Sejak berproses hukum dari awal tahun 2019 dilaporkan hingga divonis hukuman penjara selama enam bulan oleh Majelis Hakim Pengadilan Negeri Padangsidimpuan, bahkan si terdakwa juga sedang berproses hukum di Polres Tapsel tahap penyelidikan dengan kasus yang berbeda menjadi suatu hal yang mengherankan bagi publik.

Ketua Koordinator Aliansi Wartawan Pemantau Polisi dan Jaksa (AWP2J) Provinsi Sumatera Utara, Erijon DTT mengatakan, hal ini adalah suatu preseden buruk kinerja penegak hukum yang berpotensi menimbulkan asumsi buruk serta dapat mengurangi  kepercayaan publik pada penegakan hukum di Tanah Air jika benar atau terbukti ada dilakukan oleh oknum Aparat Penegak Hukum (APH).

"Jika benar, hal ini sangat berpotensi merusak citra lembaga penegak hukum itu sendiri yang akan berujung pada ketidakpercayaan publik pada penegak hukum," ungkap Erijon.

Erijon mengatakan, merunut perjalanan proses kasus dugaan tindak pidana pemalsuan dokumen oleh salah seorang oknum ASN di pemerintahan Kabupaten Tapsel yang cukup panjang yakni hampir tiga tahun lamanya menjadi suatu tanda tanya baginya.
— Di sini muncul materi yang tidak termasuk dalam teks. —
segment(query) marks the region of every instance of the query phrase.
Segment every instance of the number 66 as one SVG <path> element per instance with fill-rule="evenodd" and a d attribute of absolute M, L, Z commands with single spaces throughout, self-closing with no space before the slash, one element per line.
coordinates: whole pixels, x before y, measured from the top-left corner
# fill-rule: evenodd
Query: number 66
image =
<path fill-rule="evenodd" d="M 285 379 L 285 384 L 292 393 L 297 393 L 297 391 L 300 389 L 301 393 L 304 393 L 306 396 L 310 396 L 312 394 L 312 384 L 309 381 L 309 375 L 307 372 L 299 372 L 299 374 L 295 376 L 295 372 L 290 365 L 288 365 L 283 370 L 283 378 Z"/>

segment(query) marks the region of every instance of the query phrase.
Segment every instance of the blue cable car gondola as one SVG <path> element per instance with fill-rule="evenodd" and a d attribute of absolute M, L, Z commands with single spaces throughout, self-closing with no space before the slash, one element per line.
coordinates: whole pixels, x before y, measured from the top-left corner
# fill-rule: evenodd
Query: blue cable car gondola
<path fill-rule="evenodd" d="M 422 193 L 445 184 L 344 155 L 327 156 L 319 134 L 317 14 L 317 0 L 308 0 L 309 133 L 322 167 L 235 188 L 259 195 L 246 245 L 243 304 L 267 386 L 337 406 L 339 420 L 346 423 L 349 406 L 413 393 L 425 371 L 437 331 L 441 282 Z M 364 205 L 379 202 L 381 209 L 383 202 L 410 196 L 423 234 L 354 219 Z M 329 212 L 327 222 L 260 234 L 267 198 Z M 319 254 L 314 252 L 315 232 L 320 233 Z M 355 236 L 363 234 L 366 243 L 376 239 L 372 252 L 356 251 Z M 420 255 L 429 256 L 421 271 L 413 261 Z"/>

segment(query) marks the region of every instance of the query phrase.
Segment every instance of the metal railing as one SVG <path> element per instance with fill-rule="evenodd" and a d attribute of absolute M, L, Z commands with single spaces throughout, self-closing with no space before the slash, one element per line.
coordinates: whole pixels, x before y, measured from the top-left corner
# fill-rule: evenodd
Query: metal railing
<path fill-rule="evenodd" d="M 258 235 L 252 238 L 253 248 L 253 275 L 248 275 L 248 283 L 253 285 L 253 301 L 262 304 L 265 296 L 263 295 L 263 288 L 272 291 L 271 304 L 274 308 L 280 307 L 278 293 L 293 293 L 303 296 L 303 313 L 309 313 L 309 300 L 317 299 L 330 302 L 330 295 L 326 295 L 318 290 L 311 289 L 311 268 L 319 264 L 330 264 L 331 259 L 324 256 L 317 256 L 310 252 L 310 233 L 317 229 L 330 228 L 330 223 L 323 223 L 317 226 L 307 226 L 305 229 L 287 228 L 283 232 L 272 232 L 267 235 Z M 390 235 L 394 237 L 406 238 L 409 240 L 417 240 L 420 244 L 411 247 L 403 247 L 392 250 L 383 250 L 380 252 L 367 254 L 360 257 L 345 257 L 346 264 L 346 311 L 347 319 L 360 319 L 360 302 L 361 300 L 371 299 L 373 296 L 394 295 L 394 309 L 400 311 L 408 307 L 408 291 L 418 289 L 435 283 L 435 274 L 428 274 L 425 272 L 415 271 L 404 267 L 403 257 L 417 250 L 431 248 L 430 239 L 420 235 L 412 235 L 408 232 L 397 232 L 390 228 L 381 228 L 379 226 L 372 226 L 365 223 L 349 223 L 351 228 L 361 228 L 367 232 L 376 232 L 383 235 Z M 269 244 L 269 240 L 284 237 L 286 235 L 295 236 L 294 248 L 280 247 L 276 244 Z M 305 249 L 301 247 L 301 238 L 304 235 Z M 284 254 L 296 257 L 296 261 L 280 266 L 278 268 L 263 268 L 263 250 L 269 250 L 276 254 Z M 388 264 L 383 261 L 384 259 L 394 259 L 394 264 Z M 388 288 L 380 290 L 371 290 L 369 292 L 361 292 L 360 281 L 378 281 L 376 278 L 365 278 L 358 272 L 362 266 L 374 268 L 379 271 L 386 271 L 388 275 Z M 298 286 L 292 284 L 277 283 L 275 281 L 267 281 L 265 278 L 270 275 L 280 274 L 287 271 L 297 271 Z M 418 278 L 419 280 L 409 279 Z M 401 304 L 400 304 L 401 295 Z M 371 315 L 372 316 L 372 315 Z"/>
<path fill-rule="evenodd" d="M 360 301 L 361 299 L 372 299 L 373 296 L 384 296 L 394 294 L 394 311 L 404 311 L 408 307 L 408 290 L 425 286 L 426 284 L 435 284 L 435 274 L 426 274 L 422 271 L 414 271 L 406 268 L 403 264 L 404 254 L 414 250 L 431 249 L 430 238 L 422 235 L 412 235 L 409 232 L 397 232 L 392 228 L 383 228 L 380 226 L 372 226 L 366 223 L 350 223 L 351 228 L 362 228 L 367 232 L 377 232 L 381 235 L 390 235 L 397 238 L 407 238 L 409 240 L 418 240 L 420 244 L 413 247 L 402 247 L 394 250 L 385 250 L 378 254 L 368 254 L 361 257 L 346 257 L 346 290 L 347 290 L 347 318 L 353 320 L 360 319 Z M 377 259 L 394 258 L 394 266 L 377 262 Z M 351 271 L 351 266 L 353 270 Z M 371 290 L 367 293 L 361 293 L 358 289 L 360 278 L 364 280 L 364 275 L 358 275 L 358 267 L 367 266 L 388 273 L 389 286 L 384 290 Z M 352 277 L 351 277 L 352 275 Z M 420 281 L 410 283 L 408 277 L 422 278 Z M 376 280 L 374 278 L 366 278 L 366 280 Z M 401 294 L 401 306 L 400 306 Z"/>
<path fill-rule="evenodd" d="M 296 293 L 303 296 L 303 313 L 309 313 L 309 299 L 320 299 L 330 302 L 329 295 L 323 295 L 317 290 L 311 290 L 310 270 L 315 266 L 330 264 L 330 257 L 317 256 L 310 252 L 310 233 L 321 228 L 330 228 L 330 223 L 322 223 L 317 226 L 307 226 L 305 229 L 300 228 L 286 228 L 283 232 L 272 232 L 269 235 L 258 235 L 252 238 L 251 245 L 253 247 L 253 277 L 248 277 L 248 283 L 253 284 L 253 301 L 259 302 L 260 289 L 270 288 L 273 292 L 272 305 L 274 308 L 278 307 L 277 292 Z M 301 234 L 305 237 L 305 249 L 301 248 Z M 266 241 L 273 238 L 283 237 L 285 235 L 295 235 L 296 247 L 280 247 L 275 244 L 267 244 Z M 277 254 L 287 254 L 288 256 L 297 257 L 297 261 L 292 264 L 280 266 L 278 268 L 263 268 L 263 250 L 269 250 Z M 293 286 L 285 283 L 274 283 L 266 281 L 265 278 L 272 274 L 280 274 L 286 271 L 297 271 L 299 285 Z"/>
Menurutnya, selain pemalsuan tanda tangan juga terindikasi pemalsuan KTP yang merupakan salah satu dokumen negara, sebaiknya sejak awal proses hukum ada kesetaraan cara pandang atas suatu kejahatan di hadapan hukum.

"Jangan sampai ada dunia peradilan tidak lagi berpegang kepada norma-norma hukum  semisal dalam suatu pasal pidana pada seorang terdakwa dituntut berdasarkan pertimbangan-pertimbangan yang mengeherankan bagi korban bahkan bagi publik. Apalagi seperti pelanggaran pasal 263 yang dilakukan oknum ASN ini, saya dengar si korban keheranan dengan tuntutan JPU hanya 6 bulan saja, padahal ancaman 6 tahun penjara," papar Erijon.
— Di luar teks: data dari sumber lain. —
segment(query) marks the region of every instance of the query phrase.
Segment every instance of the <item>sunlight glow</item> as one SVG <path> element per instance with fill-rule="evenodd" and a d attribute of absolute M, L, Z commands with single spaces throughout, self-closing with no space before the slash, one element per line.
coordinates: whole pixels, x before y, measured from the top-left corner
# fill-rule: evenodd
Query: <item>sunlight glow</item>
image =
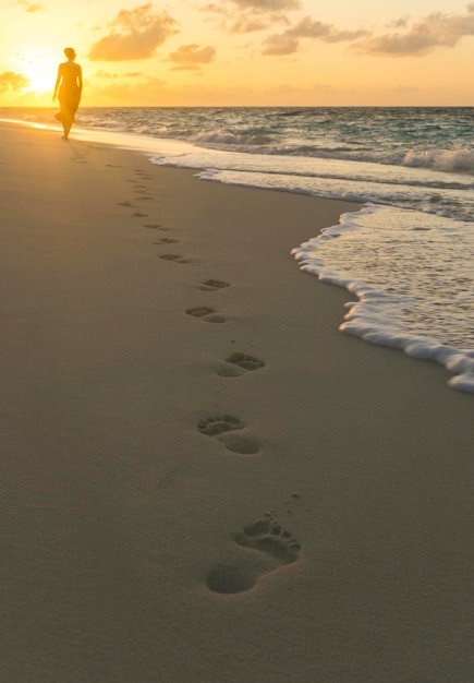
<path fill-rule="evenodd" d="M 17 71 L 28 80 L 25 93 L 46 93 L 54 86 L 57 63 L 46 50 L 26 49 L 16 58 Z"/>

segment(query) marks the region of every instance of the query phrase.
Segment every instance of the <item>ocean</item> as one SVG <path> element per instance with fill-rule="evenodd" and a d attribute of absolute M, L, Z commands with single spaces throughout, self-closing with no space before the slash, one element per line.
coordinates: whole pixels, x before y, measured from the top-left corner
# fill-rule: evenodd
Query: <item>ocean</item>
<path fill-rule="evenodd" d="M 57 129 L 54 111 L 0 120 Z M 342 332 L 439 362 L 474 393 L 473 127 L 471 107 L 84 107 L 73 132 L 203 180 L 361 203 L 308 226 L 297 265 L 356 295 Z"/>

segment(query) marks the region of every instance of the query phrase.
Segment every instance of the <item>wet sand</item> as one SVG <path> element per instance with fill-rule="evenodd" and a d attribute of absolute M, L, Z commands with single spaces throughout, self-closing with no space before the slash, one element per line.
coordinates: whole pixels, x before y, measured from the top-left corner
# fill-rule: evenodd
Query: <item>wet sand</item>
<path fill-rule="evenodd" d="M 289 253 L 356 206 L 0 140 L 2 678 L 472 680 L 473 397 Z"/>

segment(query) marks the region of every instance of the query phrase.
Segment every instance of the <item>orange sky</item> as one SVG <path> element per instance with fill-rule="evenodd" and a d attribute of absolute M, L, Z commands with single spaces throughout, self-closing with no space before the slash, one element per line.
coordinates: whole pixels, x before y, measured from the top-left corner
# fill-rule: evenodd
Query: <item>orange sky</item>
<path fill-rule="evenodd" d="M 0 19 L 0 106 L 51 105 L 65 46 L 83 106 L 474 105 L 472 1 L 9 0 Z"/>

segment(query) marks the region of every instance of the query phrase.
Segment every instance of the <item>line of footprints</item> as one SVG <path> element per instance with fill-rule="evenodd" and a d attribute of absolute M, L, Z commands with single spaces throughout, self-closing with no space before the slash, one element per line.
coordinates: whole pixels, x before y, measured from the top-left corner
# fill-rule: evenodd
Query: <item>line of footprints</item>
<path fill-rule="evenodd" d="M 137 208 L 136 202 L 153 199 L 148 188 L 144 184 L 151 176 L 139 169 L 136 169 L 135 173 L 139 180 L 133 179 L 130 182 L 135 185 L 136 199 L 119 202 L 119 205 L 136 209 L 132 213 L 134 218 L 149 217 L 149 214 Z M 150 230 L 169 230 L 158 223 L 147 223 L 143 227 Z M 179 240 L 163 237 L 154 243 L 158 245 L 178 244 Z M 175 253 L 161 254 L 160 259 L 178 264 L 191 263 L 191 260 Z M 218 279 L 206 279 L 197 286 L 198 289 L 209 292 L 220 291 L 227 287 L 230 287 L 229 283 Z M 207 305 L 187 309 L 186 313 L 206 323 L 226 322 L 223 315 Z M 258 358 L 244 352 L 233 352 L 226 358 L 217 374 L 222 378 L 238 378 L 264 367 L 265 362 Z M 200 434 L 217 440 L 231 453 L 248 456 L 255 455 L 259 451 L 256 441 L 239 433 L 245 428 L 245 423 L 231 415 L 203 418 L 196 427 Z M 292 498 L 299 499 L 300 496 L 294 493 Z M 250 590 L 257 584 L 260 576 L 296 562 L 301 553 L 301 543 L 269 513 L 244 527 L 234 538 L 234 542 L 239 548 L 254 551 L 254 553 L 239 554 L 235 561 L 214 565 L 205 578 L 206 586 L 211 592 L 232 595 Z"/>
Nah, guna meminta penjelasan terkait adanya asumsi buruk dari publik soal kebijakan penegakan hukum terkhusus pada kasus pasal 263 tersebut, sejumlah wartawan dari berbagai media online dan cetak mencoba menemui Kasi Intel dan Kasi Pidum Kejari Padangsidimpuan tidak berhasil.
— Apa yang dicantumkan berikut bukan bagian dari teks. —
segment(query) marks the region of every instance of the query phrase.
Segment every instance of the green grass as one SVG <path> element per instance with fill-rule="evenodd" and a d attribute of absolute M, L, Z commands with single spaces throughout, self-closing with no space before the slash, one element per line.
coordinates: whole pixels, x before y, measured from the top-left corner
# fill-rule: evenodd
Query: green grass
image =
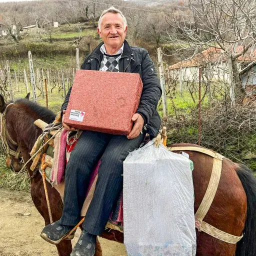
<path fill-rule="evenodd" d="M 30 181 L 26 172 L 16 174 L 7 168 L 6 159 L 0 156 L 0 188 L 28 192 Z"/>
<path fill-rule="evenodd" d="M 94 36 L 97 34 L 96 32 L 92 30 L 84 30 L 81 32 L 68 32 L 61 34 L 54 34 L 52 35 L 52 37 L 54 38 L 78 38 L 80 36 L 85 36 L 92 35 Z M 47 36 L 44 38 L 50 38 L 49 36 Z"/>
<path fill-rule="evenodd" d="M 84 56 L 80 56 L 80 63 L 82 64 L 84 61 Z M 28 58 L 22 58 L 18 60 L 12 60 L 10 61 L 10 68 L 11 72 L 20 70 L 22 72 L 23 76 L 23 70 L 29 70 L 29 64 Z M 64 55 L 58 55 L 56 56 L 38 57 L 36 56 L 33 56 L 33 66 L 34 70 L 36 70 L 36 68 L 42 70 L 44 68 L 46 71 L 48 68 L 53 70 L 60 70 L 62 67 L 64 70 L 66 68 L 74 68 L 76 66 L 76 56 L 67 56 Z M 27 76 L 30 74 L 27 72 Z M 46 75 L 46 74 L 45 74 Z"/>

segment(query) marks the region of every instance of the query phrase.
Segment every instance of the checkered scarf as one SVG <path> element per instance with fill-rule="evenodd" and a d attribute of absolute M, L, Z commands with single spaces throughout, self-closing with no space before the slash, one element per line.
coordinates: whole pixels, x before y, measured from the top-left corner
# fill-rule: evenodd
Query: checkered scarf
<path fill-rule="evenodd" d="M 103 59 L 100 66 L 100 71 L 119 72 L 118 62 L 121 58 L 121 54 L 116 55 L 103 54 Z"/>

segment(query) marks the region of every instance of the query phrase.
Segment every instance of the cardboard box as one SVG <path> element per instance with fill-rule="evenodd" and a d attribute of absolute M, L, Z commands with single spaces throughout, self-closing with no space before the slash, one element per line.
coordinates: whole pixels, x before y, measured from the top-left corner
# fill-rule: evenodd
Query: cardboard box
<path fill-rule="evenodd" d="M 127 135 L 142 86 L 138 74 L 78 70 L 64 122 L 80 130 Z"/>

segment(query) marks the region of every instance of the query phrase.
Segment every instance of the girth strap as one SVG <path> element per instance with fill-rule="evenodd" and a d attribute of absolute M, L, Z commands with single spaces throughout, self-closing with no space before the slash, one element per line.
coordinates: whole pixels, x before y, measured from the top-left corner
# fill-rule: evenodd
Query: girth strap
<path fill-rule="evenodd" d="M 196 146 L 172 147 L 168 148 L 168 150 L 170 151 L 196 151 L 214 158 L 212 170 L 209 184 L 202 202 L 196 213 L 196 227 L 199 231 L 203 231 L 220 240 L 229 244 L 236 244 L 242 239 L 242 234 L 240 236 L 236 236 L 228 234 L 203 220 L 212 203 L 218 188 L 222 173 L 222 160 L 224 158 L 224 156 L 206 148 Z"/>

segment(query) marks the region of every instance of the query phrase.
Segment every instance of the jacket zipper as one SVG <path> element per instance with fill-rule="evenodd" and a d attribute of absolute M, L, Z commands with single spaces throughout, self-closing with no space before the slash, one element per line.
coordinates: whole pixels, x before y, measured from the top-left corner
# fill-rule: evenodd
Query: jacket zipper
<path fill-rule="evenodd" d="M 132 54 L 130 55 L 130 56 L 132 56 L 132 55 L 134 55 L 134 54 Z M 128 56 L 124 56 L 123 57 L 122 57 L 122 58 L 126 58 L 128 57 Z M 129 62 L 129 63 L 128 64 L 128 65 L 127 65 L 126 67 L 124 68 L 124 72 L 126 71 L 126 70 L 127 70 L 127 68 L 128 68 L 128 66 L 130 64 L 130 62 L 132 61 L 132 60 L 134 60 L 134 58 L 132 56 L 130 58 L 130 61 Z"/>
<path fill-rule="evenodd" d="M 138 64 L 138 65 L 136 65 L 135 68 L 134 68 L 132 69 L 132 70 L 130 70 L 130 72 L 132 72 L 136 68 L 137 68 L 137 66 L 141 66 L 142 64 Z"/>

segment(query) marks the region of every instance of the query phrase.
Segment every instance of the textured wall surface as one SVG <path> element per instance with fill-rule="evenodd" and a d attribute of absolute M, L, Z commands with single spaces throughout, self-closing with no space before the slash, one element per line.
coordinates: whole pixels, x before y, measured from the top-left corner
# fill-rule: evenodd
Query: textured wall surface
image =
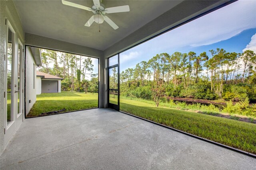
<path fill-rule="evenodd" d="M 29 48 L 27 46 L 26 48 L 26 115 L 28 113 L 30 109 L 33 106 L 33 105 L 36 100 L 36 85 L 35 84 L 35 88 L 34 88 L 34 80 L 35 80 L 35 83 L 36 83 L 36 71 L 35 70 L 34 77 L 34 69 L 36 69 L 36 65 L 33 56 Z M 29 100 L 31 100 L 31 102 L 29 103 Z"/>
<path fill-rule="evenodd" d="M 103 55 L 100 50 L 28 33 L 25 34 L 25 44 L 98 58 Z"/>
<path fill-rule="evenodd" d="M 36 95 L 41 94 L 42 93 L 42 82 L 41 77 L 36 77 Z"/>
<path fill-rule="evenodd" d="M 5 25 L 5 19 L 7 18 L 16 32 L 16 40 L 18 38 L 24 44 L 24 33 L 19 16 L 12 1 L 0 1 L 0 155 L 10 140 L 5 139 L 7 142 L 4 143 L 5 137 L 4 134 L 5 127 L 5 114 L 6 111 L 6 99 L 4 98 L 4 92 L 5 91 L 5 62 L 4 56 L 6 54 L 7 25 Z M 15 125 L 18 128 L 19 125 Z M 13 131 L 16 131 L 17 128 Z M 12 137 L 12 135 L 11 135 Z"/>
<path fill-rule="evenodd" d="M 59 80 L 58 81 L 58 92 L 60 93 L 61 92 L 61 80 Z"/>

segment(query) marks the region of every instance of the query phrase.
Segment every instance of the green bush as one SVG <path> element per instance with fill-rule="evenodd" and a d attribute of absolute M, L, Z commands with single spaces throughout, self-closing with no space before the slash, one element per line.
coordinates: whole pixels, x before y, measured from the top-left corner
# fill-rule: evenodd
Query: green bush
<path fill-rule="evenodd" d="M 214 100 L 217 98 L 216 94 L 212 92 L 208 84 L 200 83 L 190 86 L 186 89 L 182 89 L 180 97 L 196 99 Z"/>
<path fill-rule="evenodd" d="M 247 90 L 245 87 L 232 85 L 230 88 L 227 88 L 226 91 L 222 94 L 222 98 L 226 101 L 244 101 L 246 99 L 248 98 Z"/>
<path fill-rule="evenodd" d="M 152 91 L 149 86 L 139 87 L 132 92 L 133 96 L 137 98 L 150 100 L 151 99 Z"/>
<path fill-rule="evenodd" d="M 227 103 L 227 106 L 222 112 L 232 115 L 235 114 L 256 117 L 256 105 L 250 106 L 248 98 L 234 105 L 230 100 Z"/>

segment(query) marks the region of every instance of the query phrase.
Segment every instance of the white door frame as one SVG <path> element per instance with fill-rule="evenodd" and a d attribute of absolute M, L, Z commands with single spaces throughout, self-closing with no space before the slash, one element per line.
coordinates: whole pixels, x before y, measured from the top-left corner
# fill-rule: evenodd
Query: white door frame
<path fill-rule="evenodd" d="M 20 46 L 20 56 L 19 56 L 19 45 Z M 23 120 L 23 114 L 24 114 L 24 109 L 23 109 L 23 106 L 24 106 L 24 90 L 23 89 L 23 45 L 22 45 L 22 43 L 21 43 L 21 41 L 20 40 L 20 39 L 18 39 L 18 46 L 17 46 L 17 62 L 18 61 L 18 60 L 20 60 L 20 89 L 19 91 L 19 94 L 20 94 L 20 98 L 19 99 L 19 110 L 17 110 L 17 111 L 15 113 L 16 115 L 16 116 L 17 116 L 16 120 L 16 127 L 19 125 L 20 123 L 22 122 Z M 17 64 L 16 64 L 17 65 Z M 18 70 L 17 70 L 17 72 L 18 73 Z M 17 79 L 16 80 L 17 81 L 17 84 L 18 85 L 18 76 L 17 74 Z M 18 98 L 17 95 L 17 98 Z"/>
<path fill-rule="evenodd" d="M 14 132 L 16 128 L 16 115 L 15 115 L 15 113 L 17 113 L 17 106 L 18 105 L 16 104 L 18 103 L 18 98 L 16 96 L 17 96 L 17 93 L 14 93 L 14 91 L 16 91 L 17 87 L 14 87 L 15 84 L 16 84 L 16 82 L 15 81 L 16 80 L 18 80 L 17 74 L 15 74 L 16 72 L 17 69 L 16 65 L 17 64 L 17 57 L 16 55 L 17 51 L 17 43 L 16 43 L 16 32 L 14 31 L 13 27 L 12 27 L 9 21 L 7 19 L 7 30 L 6 30 L 6 57 L 5 57 L 5 113 L 4 114 L 5 116 L 5 125 L 4 125 L 4 144 L 5 145 L 6 145 L 6 143 L 8 141 L 9 139 L 11 137 L 12 133 Z M 12 86 L 11 87 L 11 122 L 8 125 L 7 123 L 7 66 L 8 66 L 8 30 L 10 29 L 13 33 L 13 36 L 12 37 Z M 17 78 L 16 78 L 17 77 Z"/>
Lalu, para awak media berlanjut ke kantor Pengadilan Negeri Padangsidimpuan mencoba menemui ketua Pengadilan, Fauzi Isra, SH, MH melalui bagian Humasnya, Irpan Hasan Lubis, SH, MH bertanya seputar keraguan publik terkait proses hukum hingga putusan dari Pengadilan Negeri soal kasus pemalsuan tanda tangan oleh terdakwa Siti Kholijah mendapat tanggapan dari pria yang juga merupakan salah satu Hakim di Pengadilan tersebut.

Kepada wartawan, Irpan memaparkan, soal proses hukum terhadap terdakwa dimaksud telah diputuskan oleh majelis Hakim Pengadilan Negeri Padangsidimpuan dengan pidana penjara selama 6 (enam) bulan pada 2 November 2021 lalu.

"Namun pada tanggal 8 November nya si terdakwa mengajukan banding, sehingga kasus tersebut dialihkan ke Pengadilan Tinggi Sumatera Utara di Medan. Walaupun demikian apa yang bisa saya jelaskan dalam putusan ini akan saya sampaikan mewakili Ketua," tutur Irpan.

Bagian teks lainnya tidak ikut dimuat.